Notes from the Africa Climate Summit 2023

Reflections on green infrastructure, urban greening, and the role of landscape practitioners in climate adaptation across African cities.

The Africa Climate Summit in Nairobi brought together policymakers, researchers, and practitioners working on climate solutions across the continent. As a landscape practice, our interest was specific: how cities plan and fund green infrastructure, and where landscape design fits in climate adaptation strategies.

Several themes stood out:

Urban greening is policy, not decoration. Multiple sessions addressed urban heat islands, stormwater management, and air quality — all areas where vegetation plays a measurable role. The conversation has shifted from "let's plant trees because they're nice" to "we need specific canopy cover targets tied to temperature reduction goals." This is the language that gets green infrastructure into city budgets.

Plant selection matters for climate resilience. Not all trees perform equally in urban environments. Species that tolerate drought, poor soil, pollution, and root-space constraints are more valuable in streetscapes than species that look beautiful in a nursery but fail within three years. This is where plant science — understanding species at the physiological level — becomes critical infrastructure knowledge, not just horticultural interest.

Maintenance is the missing piece.

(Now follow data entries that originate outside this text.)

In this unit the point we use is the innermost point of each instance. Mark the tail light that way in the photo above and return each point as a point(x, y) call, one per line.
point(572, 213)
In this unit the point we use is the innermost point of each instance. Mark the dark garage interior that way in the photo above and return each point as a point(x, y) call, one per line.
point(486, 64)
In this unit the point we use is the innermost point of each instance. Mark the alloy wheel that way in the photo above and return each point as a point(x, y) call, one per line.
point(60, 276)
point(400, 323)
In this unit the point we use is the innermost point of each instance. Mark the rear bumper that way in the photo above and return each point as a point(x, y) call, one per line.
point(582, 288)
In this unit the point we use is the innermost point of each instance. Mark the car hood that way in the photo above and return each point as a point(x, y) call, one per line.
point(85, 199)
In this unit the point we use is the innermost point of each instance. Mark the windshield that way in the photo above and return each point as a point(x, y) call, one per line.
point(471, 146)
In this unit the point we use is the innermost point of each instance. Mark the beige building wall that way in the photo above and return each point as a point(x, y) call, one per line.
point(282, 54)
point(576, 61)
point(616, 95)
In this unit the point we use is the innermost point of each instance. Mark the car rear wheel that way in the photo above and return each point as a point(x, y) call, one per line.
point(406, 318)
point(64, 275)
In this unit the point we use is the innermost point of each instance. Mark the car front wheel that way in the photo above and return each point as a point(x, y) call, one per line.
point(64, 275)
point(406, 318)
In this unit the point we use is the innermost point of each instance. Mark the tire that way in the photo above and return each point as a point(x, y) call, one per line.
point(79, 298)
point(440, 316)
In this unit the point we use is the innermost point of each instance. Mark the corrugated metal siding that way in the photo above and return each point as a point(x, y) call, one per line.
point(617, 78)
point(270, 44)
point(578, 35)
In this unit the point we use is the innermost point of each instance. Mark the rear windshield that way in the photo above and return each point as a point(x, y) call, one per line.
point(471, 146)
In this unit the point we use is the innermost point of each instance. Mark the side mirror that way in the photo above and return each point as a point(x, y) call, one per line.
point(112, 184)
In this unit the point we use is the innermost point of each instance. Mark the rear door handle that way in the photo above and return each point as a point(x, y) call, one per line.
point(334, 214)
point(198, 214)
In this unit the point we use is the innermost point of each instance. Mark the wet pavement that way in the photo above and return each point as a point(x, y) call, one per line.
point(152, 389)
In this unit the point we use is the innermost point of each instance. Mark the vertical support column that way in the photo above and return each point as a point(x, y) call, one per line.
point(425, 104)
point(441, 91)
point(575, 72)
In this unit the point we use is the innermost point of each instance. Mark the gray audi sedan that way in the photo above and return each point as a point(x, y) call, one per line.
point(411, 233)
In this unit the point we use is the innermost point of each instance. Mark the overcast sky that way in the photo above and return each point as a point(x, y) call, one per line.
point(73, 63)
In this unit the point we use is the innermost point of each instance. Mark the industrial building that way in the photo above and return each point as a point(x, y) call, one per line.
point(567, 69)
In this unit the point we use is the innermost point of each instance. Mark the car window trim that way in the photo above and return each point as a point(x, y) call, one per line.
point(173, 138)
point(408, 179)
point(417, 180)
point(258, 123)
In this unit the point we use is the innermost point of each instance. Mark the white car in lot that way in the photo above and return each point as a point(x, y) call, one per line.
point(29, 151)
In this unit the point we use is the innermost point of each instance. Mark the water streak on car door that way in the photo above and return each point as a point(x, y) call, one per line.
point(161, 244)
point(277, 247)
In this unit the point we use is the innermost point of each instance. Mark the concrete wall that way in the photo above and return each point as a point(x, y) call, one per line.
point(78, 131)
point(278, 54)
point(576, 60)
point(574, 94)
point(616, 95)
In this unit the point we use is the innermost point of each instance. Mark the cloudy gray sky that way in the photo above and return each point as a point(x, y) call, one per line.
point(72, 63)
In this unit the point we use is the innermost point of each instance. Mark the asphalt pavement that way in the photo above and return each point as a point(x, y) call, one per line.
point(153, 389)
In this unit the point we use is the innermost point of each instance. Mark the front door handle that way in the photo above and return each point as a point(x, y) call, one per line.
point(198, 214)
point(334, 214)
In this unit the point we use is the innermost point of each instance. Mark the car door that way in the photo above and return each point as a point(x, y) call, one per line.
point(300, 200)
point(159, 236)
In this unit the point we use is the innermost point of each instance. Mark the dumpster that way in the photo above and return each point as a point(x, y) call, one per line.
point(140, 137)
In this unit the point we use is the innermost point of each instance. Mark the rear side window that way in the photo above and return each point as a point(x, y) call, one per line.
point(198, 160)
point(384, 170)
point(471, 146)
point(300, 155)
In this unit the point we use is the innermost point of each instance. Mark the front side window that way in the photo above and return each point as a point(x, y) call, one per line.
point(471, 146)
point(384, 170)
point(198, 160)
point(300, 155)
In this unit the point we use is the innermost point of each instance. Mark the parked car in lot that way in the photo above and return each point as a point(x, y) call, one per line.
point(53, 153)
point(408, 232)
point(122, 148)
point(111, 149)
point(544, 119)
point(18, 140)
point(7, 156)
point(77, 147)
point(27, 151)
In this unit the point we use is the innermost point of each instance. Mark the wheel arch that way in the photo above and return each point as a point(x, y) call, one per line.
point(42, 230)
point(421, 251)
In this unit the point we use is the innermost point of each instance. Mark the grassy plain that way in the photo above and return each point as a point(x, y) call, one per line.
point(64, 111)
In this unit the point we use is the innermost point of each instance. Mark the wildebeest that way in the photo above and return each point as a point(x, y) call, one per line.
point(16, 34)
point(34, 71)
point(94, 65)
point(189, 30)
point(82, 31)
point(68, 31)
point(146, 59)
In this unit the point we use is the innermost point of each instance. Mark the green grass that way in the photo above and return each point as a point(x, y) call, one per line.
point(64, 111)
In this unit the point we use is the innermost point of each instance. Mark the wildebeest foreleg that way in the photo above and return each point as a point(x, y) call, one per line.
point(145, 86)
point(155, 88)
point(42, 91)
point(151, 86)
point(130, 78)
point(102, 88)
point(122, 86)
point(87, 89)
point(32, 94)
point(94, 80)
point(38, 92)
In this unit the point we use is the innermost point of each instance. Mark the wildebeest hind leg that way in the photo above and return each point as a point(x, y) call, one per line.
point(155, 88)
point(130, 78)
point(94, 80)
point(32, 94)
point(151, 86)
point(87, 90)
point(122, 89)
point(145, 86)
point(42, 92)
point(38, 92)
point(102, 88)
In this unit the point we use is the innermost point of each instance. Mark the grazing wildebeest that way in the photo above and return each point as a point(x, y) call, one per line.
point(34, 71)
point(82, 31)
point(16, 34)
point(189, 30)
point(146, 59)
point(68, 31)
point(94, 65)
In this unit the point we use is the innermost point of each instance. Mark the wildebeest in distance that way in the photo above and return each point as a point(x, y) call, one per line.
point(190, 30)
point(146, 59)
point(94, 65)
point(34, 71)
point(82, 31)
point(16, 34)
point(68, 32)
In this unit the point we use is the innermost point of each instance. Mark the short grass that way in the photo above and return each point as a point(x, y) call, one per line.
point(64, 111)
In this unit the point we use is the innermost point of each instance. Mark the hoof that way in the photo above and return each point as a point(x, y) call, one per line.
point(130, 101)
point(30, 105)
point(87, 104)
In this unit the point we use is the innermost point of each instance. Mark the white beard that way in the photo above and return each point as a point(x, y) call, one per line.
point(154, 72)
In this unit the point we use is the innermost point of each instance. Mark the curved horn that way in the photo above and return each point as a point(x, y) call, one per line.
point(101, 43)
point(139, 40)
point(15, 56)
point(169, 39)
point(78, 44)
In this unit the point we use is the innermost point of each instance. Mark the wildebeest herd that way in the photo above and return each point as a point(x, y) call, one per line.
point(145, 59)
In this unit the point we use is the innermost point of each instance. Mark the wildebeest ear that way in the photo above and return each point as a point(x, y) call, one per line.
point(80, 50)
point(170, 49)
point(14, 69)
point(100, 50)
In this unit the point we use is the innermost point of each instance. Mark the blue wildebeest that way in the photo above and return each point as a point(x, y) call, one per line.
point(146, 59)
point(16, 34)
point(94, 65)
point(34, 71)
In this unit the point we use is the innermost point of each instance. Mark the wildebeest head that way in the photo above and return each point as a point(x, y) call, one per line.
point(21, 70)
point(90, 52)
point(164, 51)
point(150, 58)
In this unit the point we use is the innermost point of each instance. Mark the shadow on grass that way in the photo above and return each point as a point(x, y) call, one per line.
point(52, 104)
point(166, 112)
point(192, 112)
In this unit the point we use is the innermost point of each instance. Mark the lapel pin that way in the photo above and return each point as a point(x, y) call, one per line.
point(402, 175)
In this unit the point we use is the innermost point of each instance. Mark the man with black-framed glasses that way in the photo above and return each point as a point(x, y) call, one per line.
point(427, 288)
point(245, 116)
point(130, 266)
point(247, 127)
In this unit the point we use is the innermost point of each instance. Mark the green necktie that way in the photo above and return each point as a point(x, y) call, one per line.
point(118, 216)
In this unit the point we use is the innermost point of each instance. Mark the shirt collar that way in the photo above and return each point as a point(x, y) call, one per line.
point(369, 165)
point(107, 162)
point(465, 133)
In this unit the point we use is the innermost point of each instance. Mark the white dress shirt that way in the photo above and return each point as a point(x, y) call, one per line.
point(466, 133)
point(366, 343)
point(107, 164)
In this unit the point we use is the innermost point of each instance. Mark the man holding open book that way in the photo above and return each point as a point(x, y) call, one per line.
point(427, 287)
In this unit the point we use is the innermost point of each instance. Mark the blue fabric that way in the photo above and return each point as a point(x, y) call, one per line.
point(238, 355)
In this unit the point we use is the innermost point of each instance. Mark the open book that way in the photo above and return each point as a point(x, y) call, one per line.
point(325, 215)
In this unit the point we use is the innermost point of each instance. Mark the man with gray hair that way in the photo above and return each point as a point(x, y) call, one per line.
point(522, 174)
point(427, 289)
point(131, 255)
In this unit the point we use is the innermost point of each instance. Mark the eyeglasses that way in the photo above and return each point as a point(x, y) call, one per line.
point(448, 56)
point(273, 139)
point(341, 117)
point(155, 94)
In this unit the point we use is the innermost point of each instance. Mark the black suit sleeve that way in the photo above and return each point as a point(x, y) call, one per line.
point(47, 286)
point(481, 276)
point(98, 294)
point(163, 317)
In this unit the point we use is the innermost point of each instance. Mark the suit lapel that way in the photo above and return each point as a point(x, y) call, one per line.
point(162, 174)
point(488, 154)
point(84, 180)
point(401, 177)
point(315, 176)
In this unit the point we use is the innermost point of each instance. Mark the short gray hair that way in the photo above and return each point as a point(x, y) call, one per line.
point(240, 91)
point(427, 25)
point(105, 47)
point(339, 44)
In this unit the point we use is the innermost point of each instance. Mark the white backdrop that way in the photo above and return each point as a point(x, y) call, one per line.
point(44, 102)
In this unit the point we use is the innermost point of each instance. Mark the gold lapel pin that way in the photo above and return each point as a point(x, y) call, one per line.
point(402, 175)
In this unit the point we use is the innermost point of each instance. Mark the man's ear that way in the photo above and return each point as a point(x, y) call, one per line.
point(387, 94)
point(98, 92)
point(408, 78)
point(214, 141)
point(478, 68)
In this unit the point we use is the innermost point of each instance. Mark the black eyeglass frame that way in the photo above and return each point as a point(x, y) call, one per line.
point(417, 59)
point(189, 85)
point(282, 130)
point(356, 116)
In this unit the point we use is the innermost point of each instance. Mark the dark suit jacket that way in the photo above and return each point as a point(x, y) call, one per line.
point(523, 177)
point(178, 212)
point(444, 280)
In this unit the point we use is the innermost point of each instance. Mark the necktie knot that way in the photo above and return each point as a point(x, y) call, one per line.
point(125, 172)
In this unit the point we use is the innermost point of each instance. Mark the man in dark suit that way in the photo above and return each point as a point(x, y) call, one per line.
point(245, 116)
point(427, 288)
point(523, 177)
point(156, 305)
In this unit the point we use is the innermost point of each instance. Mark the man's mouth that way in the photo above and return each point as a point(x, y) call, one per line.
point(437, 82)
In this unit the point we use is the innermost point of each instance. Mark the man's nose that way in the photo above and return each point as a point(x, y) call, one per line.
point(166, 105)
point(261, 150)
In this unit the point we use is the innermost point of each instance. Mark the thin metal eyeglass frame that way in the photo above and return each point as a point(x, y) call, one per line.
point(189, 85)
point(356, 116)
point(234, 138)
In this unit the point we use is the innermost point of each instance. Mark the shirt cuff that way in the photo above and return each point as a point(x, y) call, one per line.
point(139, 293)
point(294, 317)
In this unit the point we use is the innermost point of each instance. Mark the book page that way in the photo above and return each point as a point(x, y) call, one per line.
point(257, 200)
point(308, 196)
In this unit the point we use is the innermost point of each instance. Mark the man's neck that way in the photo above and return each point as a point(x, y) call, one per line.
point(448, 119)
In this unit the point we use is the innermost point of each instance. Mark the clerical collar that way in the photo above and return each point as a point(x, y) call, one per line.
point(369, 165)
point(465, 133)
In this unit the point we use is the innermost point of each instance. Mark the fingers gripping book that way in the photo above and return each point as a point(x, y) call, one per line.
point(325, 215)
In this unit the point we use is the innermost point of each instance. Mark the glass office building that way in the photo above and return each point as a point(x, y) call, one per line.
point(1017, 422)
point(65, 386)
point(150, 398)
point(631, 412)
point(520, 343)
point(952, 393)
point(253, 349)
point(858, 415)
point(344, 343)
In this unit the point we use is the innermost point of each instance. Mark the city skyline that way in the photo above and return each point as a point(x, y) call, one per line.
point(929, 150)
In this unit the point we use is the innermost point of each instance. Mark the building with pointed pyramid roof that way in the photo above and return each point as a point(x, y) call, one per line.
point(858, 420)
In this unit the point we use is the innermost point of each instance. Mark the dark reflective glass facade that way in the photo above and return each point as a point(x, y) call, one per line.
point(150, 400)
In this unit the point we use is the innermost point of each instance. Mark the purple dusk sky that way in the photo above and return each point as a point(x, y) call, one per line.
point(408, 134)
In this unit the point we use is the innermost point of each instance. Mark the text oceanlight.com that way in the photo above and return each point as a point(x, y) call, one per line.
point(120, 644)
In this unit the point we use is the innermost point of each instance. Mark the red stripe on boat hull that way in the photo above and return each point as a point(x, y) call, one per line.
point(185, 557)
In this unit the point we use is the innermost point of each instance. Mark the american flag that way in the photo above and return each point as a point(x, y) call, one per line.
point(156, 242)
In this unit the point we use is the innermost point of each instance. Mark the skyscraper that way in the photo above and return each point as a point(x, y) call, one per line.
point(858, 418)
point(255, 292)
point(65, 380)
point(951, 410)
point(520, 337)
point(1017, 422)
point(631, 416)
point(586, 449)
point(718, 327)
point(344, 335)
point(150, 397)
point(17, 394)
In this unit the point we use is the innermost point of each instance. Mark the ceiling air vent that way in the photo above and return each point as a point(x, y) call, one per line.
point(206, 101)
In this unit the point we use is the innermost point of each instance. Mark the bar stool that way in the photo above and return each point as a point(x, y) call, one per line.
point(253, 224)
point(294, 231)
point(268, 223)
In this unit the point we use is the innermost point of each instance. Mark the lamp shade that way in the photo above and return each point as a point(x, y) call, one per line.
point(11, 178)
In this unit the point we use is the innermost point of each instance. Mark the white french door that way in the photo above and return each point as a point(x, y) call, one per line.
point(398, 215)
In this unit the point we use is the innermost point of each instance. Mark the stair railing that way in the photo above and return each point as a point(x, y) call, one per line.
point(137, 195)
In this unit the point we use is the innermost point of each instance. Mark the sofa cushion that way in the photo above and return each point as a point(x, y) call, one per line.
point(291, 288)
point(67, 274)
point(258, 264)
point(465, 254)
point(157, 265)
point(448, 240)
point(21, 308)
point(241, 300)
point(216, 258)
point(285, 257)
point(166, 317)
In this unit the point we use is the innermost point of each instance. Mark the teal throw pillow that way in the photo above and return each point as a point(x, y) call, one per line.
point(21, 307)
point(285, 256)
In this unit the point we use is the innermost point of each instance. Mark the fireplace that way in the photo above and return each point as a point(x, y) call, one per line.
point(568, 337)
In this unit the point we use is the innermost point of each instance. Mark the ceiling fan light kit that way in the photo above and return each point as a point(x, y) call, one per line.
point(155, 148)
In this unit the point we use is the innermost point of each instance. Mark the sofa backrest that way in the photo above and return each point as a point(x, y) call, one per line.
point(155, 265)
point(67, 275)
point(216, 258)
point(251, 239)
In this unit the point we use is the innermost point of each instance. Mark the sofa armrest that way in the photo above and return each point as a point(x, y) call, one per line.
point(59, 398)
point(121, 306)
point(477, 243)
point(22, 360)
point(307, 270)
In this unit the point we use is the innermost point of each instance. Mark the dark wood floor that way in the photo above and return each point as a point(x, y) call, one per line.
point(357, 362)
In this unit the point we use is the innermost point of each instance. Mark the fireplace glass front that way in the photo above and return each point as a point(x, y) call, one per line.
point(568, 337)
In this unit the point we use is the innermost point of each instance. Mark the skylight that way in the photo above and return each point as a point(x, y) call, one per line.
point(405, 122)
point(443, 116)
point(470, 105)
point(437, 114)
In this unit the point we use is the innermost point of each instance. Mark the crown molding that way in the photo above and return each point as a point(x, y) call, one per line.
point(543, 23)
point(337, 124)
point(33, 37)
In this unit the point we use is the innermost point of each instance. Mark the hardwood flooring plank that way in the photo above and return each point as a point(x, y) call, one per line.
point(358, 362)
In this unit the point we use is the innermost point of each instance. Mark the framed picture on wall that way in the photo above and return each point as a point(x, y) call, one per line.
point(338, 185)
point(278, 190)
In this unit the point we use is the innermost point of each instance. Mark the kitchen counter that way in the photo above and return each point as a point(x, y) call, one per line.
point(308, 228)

Multiple cities reported planting thousands of trees with high mortality rates because there was no maintenance plan or budget. A tree planting program without a watering and care program for the first two years is a waste of resources. This is something landscape practitioners can address directly — not just designing plantings, but specifying the maintenance protocols that keep them alive.

East Africa has specific challenges. Altitude variation (Nairobi at 1,700m vs Mombasa at sea level), seasonal rainfall patterns, and rapidly expanding urban areas create conditions that don't map neatly onto climate adaptation frameworks developed in other regions. Local knowledge — of soils, species, growing seasons, and water availability — is essential.

For our practice, the summit reinforced something we already believed: knowing your plants at the species level isn't academic — it's a professional requirement for anyone designing landscapes that need to perform in a changing climate. A Markhamia lutea street tree in Nairobi performs differently from a Terminalia mentalis in the same location. Choosing the right species for the right site is climate adaptation at the most practical level.